Zadeh has asked for the wisdom of the Perl Monks concerning the following question:

As an ad-hoc method, it's been common in some perl apps I use to maintain an ever-larger list of extensions (.c, .cpp, .h, .pl, ...) to recognize if a file is source code. I can think of a number of problems with this approach:

1) All files have to have an extension. It's not uncommon for people to save scripts and makefiles without one.
2) There's an implicit assumption that there is a one-to-one mapping between each unique extension and the kind of content it should have.
3) You have to continually maintain a list of these extensions.

There's got to be a better way. From within *nix I might often do something like this

$ file -s some_file.c

and then see:

some_file.c: ASCII C program text

This brings me to some more questions: Is there a nice tidy perl module to accomplish this effect? If not, how best to implement it?

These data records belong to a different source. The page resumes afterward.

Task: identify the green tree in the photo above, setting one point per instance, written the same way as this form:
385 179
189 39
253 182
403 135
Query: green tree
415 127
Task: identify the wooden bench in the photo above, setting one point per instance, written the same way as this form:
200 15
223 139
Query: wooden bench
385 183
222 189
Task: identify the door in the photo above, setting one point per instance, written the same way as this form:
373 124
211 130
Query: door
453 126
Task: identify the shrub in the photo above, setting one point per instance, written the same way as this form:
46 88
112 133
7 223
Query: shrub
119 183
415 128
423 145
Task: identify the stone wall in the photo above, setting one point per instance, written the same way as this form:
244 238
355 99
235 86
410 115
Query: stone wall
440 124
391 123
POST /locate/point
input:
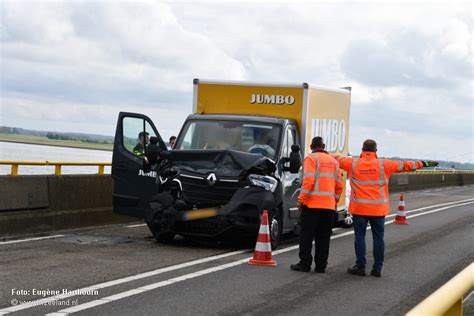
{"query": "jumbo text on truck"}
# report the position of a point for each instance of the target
(239, 153)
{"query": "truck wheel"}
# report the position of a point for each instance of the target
(164, 237)
(275, 225)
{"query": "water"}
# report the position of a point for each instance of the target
(16, 151)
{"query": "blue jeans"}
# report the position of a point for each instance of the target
(377, 224)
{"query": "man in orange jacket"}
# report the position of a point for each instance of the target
(369, 201)
(321, 189)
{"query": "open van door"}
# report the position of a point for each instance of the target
(132, 186)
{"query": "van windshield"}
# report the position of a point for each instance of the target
(256, 138)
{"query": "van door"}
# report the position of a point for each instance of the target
(291, 181)
(132, 186)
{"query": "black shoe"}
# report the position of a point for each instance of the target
(356, 271)
(298, 267)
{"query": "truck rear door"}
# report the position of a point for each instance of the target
(132, 186)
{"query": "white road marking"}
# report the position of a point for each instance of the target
(196, 274)
(29, 239)
(135, 225)
(437, 205)
(178, 266)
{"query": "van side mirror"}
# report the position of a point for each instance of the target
(295, 159)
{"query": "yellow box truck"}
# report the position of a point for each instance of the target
(240, 152)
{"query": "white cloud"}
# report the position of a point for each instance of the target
(75, 65)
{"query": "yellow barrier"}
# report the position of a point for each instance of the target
(448, 299)
(57, 165)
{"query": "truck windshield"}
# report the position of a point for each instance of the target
(256, 138)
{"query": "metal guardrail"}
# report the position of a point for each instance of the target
(440, 172)
(57, 165)
(448, 299)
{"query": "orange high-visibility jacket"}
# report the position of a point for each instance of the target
(322, 181)
(369, 182)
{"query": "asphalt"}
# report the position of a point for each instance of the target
(419, 258)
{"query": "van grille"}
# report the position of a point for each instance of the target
(196, 189)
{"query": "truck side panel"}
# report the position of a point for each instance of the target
(272, 101)
(327, 116)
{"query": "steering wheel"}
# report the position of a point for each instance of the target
(259, 151)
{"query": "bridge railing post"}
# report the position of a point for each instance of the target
(57, 170)
(14, 170)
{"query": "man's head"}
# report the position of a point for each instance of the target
(172, 141)
(143, 138)
(369, 145)
(317, 143)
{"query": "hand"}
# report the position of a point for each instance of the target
(430, 163)
(299, 205)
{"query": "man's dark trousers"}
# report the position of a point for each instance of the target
(377, 224)
(315, 224)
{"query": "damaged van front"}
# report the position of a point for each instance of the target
(223, 172)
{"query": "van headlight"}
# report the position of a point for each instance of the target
(268, 183)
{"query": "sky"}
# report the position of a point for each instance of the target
(73, 65)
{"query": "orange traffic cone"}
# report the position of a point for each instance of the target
(262, 255)
(401, 218)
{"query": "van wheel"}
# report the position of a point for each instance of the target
(275, 225)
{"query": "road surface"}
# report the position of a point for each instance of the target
(122, 270)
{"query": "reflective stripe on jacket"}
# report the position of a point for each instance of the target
(322, 181)
(369, 176)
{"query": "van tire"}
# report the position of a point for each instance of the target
(275, 224)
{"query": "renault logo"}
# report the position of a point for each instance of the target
(211, 179)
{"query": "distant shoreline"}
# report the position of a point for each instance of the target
(52, 145)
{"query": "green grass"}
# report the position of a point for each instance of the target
(41, 140)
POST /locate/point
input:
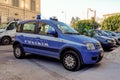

Replies are listed 'Best First'.
Re: How best to identify & Categorizing Source Code?
by perrin (Chancellor) on Mar 31, 2008 at 22:50 UTC
      I made a go at this initially, but the only thing it returns so far is "text/plain" which doesn't help much. What am I missing?
        It should be using a technique very similar to the "file" command. Try feeding it your /etc/magic file.
Re: How best to identify & Categorize Source Code?
by apl (Monsignor) on Apr 01, 2008 at 09:55 UTC
    If you're on *nix, you could read the first line to see what compiler/interpreter/shell is invoked....
Re: How best to identify & Categorize Source Code?
by Arunbear (Prior) on Apr 01, 2008 at 18:40 UTC
    There is File::Comments, though it is alpha software according to its docs. Alternatively there is File for Windows which may be useful if you're on win32.
Re: How best to identify & Categorize Source Code?
by Errto (Vicar) on Apr 01, 2008 at 19:36 UTC
    Try File::Type. I've used it only a bit, but it at least claims to fix some of the problems with File::MMagic.